Down to the microscopic level, nanoparticles show promising properties. A team of experts in Italy has spent years tailoring tiny inorganic materials and analysing their behaviour. Some have magnetic properties, others are able to give electrical stimuli. In this picture, a peculiar type of nanoparticle is mimicking the biological activity of enzymes in living organisms.
These ceramic particles, called nanoceria, are chemically designed in a laboratory and can display a powerful antioxidant activity. The nanoparticles are highlighted in fluorescent green, while the nucleus of each cell is shown in blue. The skeleton of the cell, or cytoskeleton, appears in red.
These tiny, smart particles could hold a key to fight chronic disease, as they are able to protect organisms from the damage caused by oxidative stress.
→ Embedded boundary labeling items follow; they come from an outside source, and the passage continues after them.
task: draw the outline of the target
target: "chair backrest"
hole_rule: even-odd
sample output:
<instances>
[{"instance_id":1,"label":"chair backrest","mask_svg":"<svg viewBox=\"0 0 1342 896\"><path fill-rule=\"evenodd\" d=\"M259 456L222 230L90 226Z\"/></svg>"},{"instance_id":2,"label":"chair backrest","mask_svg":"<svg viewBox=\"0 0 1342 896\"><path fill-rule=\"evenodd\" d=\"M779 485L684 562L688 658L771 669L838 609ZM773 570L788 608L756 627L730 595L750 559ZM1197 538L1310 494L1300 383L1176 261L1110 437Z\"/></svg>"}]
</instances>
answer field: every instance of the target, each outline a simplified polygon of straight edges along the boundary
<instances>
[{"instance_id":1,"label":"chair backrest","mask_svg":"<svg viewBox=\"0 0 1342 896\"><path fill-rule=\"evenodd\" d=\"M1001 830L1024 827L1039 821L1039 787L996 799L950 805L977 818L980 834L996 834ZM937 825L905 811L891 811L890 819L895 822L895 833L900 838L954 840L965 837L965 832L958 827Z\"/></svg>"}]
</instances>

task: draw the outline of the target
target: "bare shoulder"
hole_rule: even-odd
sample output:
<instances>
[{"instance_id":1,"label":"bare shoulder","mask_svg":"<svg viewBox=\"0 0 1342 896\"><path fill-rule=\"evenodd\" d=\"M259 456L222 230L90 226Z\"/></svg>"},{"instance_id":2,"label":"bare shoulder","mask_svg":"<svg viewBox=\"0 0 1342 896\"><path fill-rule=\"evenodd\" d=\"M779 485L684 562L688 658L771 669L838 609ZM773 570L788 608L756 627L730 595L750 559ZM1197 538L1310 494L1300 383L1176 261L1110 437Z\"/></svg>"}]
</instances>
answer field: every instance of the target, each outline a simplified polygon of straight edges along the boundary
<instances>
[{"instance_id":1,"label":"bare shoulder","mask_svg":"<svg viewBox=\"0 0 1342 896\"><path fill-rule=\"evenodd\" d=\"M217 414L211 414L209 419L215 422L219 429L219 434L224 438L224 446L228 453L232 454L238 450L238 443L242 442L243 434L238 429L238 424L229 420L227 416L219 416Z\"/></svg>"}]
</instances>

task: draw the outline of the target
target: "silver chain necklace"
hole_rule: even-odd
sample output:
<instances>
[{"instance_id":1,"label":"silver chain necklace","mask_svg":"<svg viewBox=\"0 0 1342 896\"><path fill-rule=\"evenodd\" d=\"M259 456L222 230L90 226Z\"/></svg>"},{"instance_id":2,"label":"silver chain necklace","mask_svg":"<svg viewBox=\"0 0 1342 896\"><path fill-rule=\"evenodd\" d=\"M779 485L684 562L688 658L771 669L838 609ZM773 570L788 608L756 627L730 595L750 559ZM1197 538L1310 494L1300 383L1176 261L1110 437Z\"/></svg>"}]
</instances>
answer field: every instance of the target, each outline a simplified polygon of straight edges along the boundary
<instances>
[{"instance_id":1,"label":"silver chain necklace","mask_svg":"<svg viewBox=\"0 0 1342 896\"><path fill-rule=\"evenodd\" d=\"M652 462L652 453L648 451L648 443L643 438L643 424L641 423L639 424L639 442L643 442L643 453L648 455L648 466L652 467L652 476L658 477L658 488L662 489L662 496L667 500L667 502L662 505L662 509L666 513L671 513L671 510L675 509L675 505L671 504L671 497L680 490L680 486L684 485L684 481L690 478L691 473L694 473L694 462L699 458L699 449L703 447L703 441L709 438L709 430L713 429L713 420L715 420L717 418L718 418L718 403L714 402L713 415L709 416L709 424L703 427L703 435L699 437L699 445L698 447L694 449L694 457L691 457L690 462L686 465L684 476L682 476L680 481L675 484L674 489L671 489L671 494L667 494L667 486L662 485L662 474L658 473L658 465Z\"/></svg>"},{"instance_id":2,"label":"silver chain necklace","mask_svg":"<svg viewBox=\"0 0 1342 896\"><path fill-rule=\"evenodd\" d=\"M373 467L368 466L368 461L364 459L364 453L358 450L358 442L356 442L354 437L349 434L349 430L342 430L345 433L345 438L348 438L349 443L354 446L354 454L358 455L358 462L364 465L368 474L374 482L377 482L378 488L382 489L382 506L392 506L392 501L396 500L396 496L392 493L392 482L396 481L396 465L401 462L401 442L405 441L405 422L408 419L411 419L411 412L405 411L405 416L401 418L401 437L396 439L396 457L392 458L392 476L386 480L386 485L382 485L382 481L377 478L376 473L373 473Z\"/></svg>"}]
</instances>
Oxidative stress is an imbalance of free radicals and antioxidants in the body, which can lead to cell damage. Oxidative stress occurs naturally and plays a role in the ageing process, but also in several pathological conditions, such as heart failure, muscle atrophy and Parkinson's disease.
One way to fight this natural wear is through the intake of antioxidants – cells that can prevent or slow damage to other cells caused by free radicals.
In an experiment flown to the Space Station in 2017 the nanoceria particles remained stable and provided protection to the muscle cells. Nanoceria could act as an antioxidant agent with effects lasting longer than any supplement from the pharmacy – up to several weeks.
Now the Nano Antioxidants project is ready to be launched on the SpaceX's Dragon supply spacecraft this week from Cape Canaveral, in the United States, towards the International Space Station. Since long-term exposure to microgravity and radiation increases the damage to muscle cells, the Space Station is a perfect scenario in which to study how the cells deteriorate and how to fight this.
Nanotechnology has been largely explored in medicine on Earth, and is now on its way to space to find more answers. This innovative solution will support deep space exploration and could result in novel therapeutic approaches to a number of diseases affecting people on Earth.